Published: 16 NOV 2025.
From the late Jack Whitten’s six decades of restless experimentation to Visakh Menon’s practice today, Verve seeks to grasp abstraction — how it works, why it endures, and what compels artists to pursue it.
For the last two weeks, several visits to the posthumous retrospective of American artist Jack Whitten at The Museum of Modern Art (MoMA) had consumed my days, the understanding I was seeking eluding me with each viewing. That unfinished conversation started decades ago in Whitten’s studio, moved through the MoMA galleries and seems to have been carried forward in Visakh Menon’s studio, where it is alive and restless. Earlier in the month, I had reached out to Menon, a multidisciplinary artist, creative director and educator whose work spans drawing, painting, media art and interactive design, while on my entirely accidental, Whitten-inspired quest to unpack abstraction.
I soon find myself inside Menon’s studio, a place of experimentation and study, a “laboratory”, as he calls it.

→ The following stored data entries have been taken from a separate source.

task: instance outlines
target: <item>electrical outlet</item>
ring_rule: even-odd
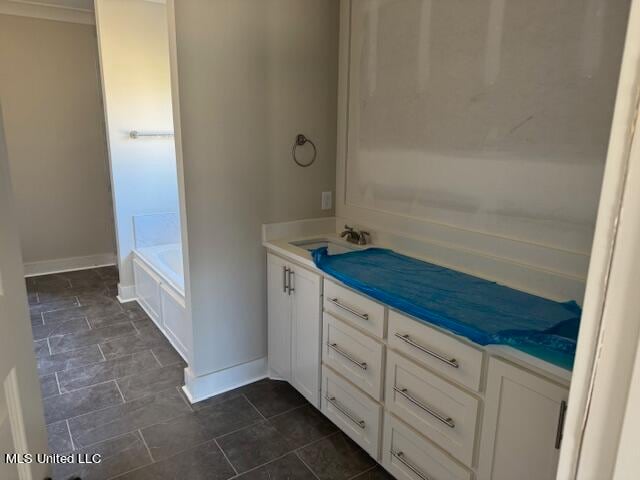
[[[322,210],[331,210],[333,192],[322,192]]]

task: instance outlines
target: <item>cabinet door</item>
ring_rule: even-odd
[[[273,377],[291,380],[291,296],[286,291],[288,264],[267,255],[267,305],[269,371]]]
[[[568,389],[489,360],[480,480],[553,480]]]
[[[320,342],[322,312],[320,276],[294,267],[291,274],[293,325],[293,386],[309,402],[320,408]]]

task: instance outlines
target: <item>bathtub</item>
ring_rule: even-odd
[[[138,303],[187,361],[191,337],[184,300],[181,245],[135,249],[133,276]]]

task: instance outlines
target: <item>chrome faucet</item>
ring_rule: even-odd
[[[366,245],[367,237],[371,235],[369,232],[365,232],[363,230],[356,230],[349,225],[344,226],[345,230],[340,234],[342,238],[346,238],[347,242],[355,243],[357,245]]]

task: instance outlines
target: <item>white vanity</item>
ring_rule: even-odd
[[[396,478],[555,478],[569,371],[390,309],[315,268],[304,242],[293,243],[264,243],[272,378],[289,381]]]

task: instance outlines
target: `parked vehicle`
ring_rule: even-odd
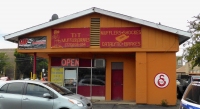
[[[200,75],[189,75],[187,86],[193,81],[200,81]]]
[[[89,85],[91,85],[90,81],[91,81],[91,79],[81,79],[79,81],[78,85],[79,86],[89,86]],[[102,85],[105,85],[105,81],[93,78],[92,85],[93,86],[102,86]]]
[[[200,82],[190,83],[184,92],[179,109],[200,109]]]
[[[92,109],[86,97],[48,81],[0,82],[0,109]]]
[[[181,98],[187,88],[187,82],[184,79],[176,79],[177,98]]]
[[[6,76],[0,78],[0,81],[9,81],[9,80],[10,80],[10,78],[9,78],[9,77],[6,77]]]

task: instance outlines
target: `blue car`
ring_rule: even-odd
[[[200,109],[200,82],[188,85],[180,102],[179,109]]]

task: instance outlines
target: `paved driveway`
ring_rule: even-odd
[[[127,104],[94,104],[94,109],[178,109],[178,106],[151,106],[151,105],[127,105]]]
[[[136,104],[93,104],[94,109],[178,109],[180,100],[176,106],[136,105]]]

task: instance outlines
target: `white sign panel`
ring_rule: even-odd
[[[65,70],[65,79],[76,79],[76,70]]]
[[[154,83],[158,88],[165,88],[169,84],[169,77],[165,73],[159,73],[155,76]]]

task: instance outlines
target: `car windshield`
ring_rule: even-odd
[[[54,84],[54,83],[51,83],[51,82],[44,83],[44,84],[47,85],[47,86],[49,86],[49,87],[51,87],[52,89],[54,89],[55,91],[57,91],[61,95],[73,94],[73,92],[71,92],[67,88],[59,86],[57,84]]]
[[[198,84],[191,84],[188,86],[183,99],[195,103],[200,104],[200,85]]]

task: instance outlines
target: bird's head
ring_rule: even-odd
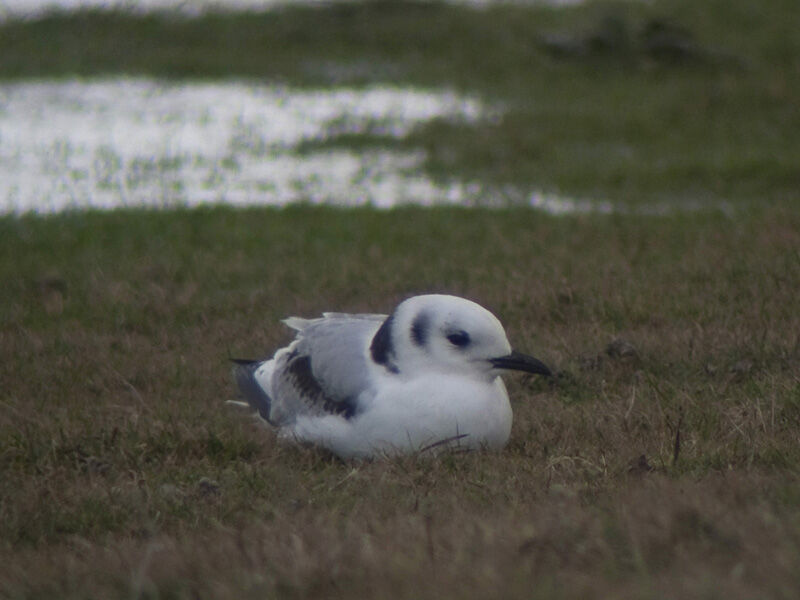
[[[487,379],[505,370],[550,375],[540,360],[512,351],[497,317],[456,296],[414,296],[400,303],[371,351],[376,362],[398,373],[439,371]]]

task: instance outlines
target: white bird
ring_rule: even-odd
[[[550,375],[512,352],[497,317],[455,296],[414,296],[389,316],[283,322],[297,337],[269,360],[235,360],[239,389],[279,437],[344,459],[502,448],[511,405],[499,375]]]

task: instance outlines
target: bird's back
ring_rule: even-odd
[[[319,319],[286,319],[297,331],[295,340],[270,360],[237,365],[239,389],[263,418],[279,427],[299,415],[350,419],[372,385],[367,352],[385,318],[326,313]]]

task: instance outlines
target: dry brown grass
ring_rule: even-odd
[[[795,213],[403,217],[0,222],[0,596],[796,597]],[[279,317],[426,290],[560,371],[503,452],[344,464],[223,404]]]

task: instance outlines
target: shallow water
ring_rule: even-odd
[[[468,126],[498,107],[447,90],[294,89],[146,78],[0,84],[0,214],[198,206],[532,206],[544,212],[667,214],[538,190],[446,184],[397,140],[432,119]],[[325,148],[342,134],[380,145]],[[716,207],[727,210],[726,207]]]
[[[352,0],[0,0],[0,19],[8,17],[35,17],[48,10],[76,10],[80,8],[122,9],[131,12],[155,10],[177,11],[187,16],[199,15],[209,10],[268,10],[287,4],[327,5]],[[369,1],[369,0],[367,0]],[[516,4],[578,4],[584,0],[447,0],[453,4],[481,6],[513,2]]]
[[[193,206],[464,202],[437,185],[421,151],[299,152],[340,134],[407,136],[431,119],[486,112],[448,91],[297,90],[149,79],[0,85],[0,211]]]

I encounter paintings stacked high, drawers revealing new bodies of work, tables crowded with tools, 3D prints and overlapping lines and shapes everywhere. There are traces of earlier artistic endeavours too: Menon began almost exclusively in video and media installation after completing his MFA (Master of Fine Arts) in 2007 from the Maryland Institute College of Art, only later finding his way into painting. Paper scrolls containing mysterious ideas, colour studies and workstations for 3D printing and digital processes hint at a structured yet porous practice — a space to think, experiment, execute, reflect and also archive. Menon tells me, “Having the studio changed my practice in a lot of ways because now I had room to mess around.”